This blog is really about death. Everyone will experience death. Not only their own but those of loved ones. We all deal with the loss of someone differently. There will always be sadness when you think of them. Even time will not erase that feeling but each day you it will hurt a little less till you only remember the good times and you forget the bad. And with grief comes guilt. I am not sure why this is but no matter how much time you spend with them when someone dies you always think to yourself that I should have been around more or I should have told them that I loved them. Things like that will always haunt you but you have to get over it. Most people let death send them into a depression and the land of what if’s. This to me maybe the worst thing about dealing with deaths of people you love. Sometimes you just have to believe that you may have not spent enough time with them but they knew you loved them even if you didn't tell them everyday.
As a kid I spent a lot of time dealing with death. I was born when my mother was forty so all of our relatives were older than dirt to a kid. As a result I was being dragged to funerals as far back as I can remember. Now my family was Catholic so there was a lot of planning and praying at least at church. When we ended up at home though it was a totally different story.
I can remember sitting around and listening to the adults gossiping about whomever had died. I know that most people would call it disrespectful but they were dead so I am guessing they didn't mind. I can still see my Grandmother and all the old biddies sitting around the kitchen table just telling stories of everyone. Let me tell you these women didn't hold anything back. They reminisced about the good times and the bad. I heard things that a child should never know about their family or anyone else for that matter.

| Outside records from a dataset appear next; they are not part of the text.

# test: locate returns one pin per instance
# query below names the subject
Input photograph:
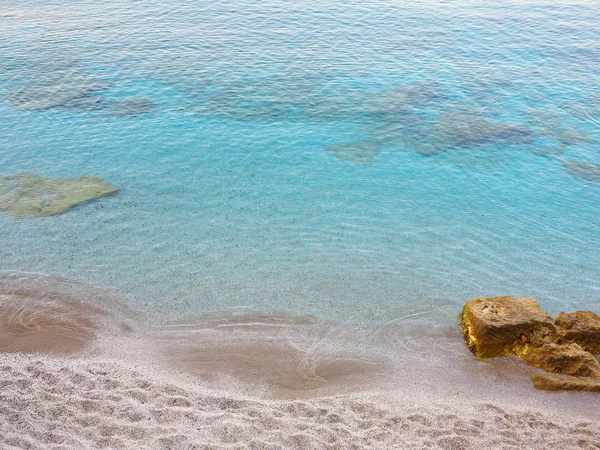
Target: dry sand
(79, 370)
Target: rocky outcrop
(582, 327)
(568, 359)
(555, 383)
(493, 326)
(500, 326)
(29, 195)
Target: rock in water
(29, 195)
(492, 326)
(582, 327)
(132, 106)
(360, 152)
(568, 359)
(583, 170)
(555, 383)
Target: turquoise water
(353, 160)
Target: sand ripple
(53, 404)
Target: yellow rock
(555, 383)
(492, 326)
(582, 327)
(568, 359)
(29, 195)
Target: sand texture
(59, 404)
(79, 369)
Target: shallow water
(355, 161)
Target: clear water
(353, 160)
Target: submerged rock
(582, 327)
(29, 195)
(556, 383)
(132, 106)
(360, 152)
(493, 326)
(59, 89)
(471, 130)
(583, 170)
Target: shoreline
(259, 380)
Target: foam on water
(366, 163)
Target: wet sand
(80, 369)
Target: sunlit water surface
(360, 161)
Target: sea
(372, 161)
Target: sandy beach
(78, 370)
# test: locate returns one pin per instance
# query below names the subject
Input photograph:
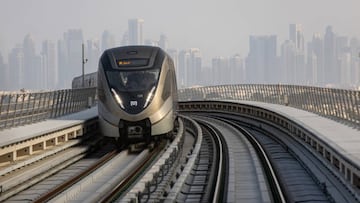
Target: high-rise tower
(136, 31)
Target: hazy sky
(217, 27)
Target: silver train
(90, 80)
(137, 94)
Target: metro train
(90, 80)
(137, 94)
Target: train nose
(135, 131)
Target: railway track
(213, 158)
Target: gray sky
(217, 27)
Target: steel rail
(62, 187)
(125, 184)
(273, 180)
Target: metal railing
(341, 105)
(337, 104)
(26, 108)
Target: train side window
(167, 86)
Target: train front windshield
(133, 89)
(133, 81)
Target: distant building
(136, 31)
(92, 53)
(220, 71)
(316, 53)
(107, 41)
(70, 57)
(237, 70)
(32, 65)
(189, 67)
(296, 35)
(163, 42)
(331, 71)
(4, 75)
(261, 63)
(16, 65)
(49, 71)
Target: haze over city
(215, 28)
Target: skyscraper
(189, 67)
(261, 63)
(237, 70)
(16, 65)
(317, 48)
(32, 67)
(93, 55)
(49, 72)
(107, 41)
(136, 31)
(331, 71)
(4, 75)
(163, 42)
(296, 35)
(70, 57)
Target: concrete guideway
(335, 144)
(17, 143)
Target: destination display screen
(132, 62)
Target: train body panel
(136, 112)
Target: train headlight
(117, 98)
(149, 97)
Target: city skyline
(331, 60)
(217, 28)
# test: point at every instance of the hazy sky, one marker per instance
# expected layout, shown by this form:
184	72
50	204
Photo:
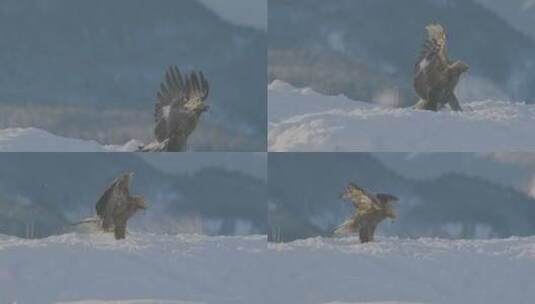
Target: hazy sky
244	12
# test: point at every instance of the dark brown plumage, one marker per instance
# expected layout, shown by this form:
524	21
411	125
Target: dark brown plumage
370	210
179	106
115	207
435	76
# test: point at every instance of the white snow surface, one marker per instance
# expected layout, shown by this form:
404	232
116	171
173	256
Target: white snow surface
406	271
37	140
303	120
144	268
169	269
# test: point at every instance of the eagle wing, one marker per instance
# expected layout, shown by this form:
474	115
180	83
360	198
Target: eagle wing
433	61
175	92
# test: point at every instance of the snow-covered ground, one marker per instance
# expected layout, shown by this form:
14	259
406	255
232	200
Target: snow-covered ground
37	140
145	268
302	120
149	268
406	271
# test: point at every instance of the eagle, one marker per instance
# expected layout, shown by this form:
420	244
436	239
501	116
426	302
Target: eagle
179	106
116	206
435	76
370	210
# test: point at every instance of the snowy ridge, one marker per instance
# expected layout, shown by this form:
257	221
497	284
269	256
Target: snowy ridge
411	271
302	120
151	268
37	140
145	268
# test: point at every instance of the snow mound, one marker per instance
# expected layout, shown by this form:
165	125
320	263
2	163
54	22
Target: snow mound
37	140
144	268
393	270
302	120
179	269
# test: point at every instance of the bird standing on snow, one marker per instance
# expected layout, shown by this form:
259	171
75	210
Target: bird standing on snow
435	76
371	209
179	106
115	207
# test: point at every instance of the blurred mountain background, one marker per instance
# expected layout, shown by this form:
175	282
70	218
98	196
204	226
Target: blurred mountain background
50	191
366	49
446	195
91	70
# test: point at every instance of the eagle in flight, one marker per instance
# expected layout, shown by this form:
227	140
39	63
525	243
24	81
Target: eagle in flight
370	210
435	76
179	106
115	207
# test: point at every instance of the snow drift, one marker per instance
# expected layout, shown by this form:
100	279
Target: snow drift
37	140
151	268
145	268
406	271
303	120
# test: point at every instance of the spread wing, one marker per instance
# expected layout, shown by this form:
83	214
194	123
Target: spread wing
113	194
175	92
432	62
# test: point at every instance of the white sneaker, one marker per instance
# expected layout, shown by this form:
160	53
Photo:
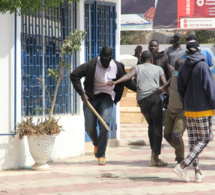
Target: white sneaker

Sitting around and listening to these women talked taught me a valuable lesson. People may seem good and decent but in the end we all have our vices. Others seem like terrible people but they had good qualities as well. I learned that there are so many varying degrees of good and bad that you just have to accept that people are not perfect and sometimes they will find the wrong road and take it.
I know a lot of people find my family’s way of dealing with death as strange because we don’t sit around crying and wailing but that is just not our way. We always want to remember the ones who passed away but we do it in the most honest way possible. We all get together and do exactly what my Grandmother and her friends taught us. We sit down and talk about whoever died. We talk about the good, the bad, and the ugly. We never put the person on a pedestal and we know that in the end we cannot judge because when we die our family will still be doing the same thing except we will be the one being talked about.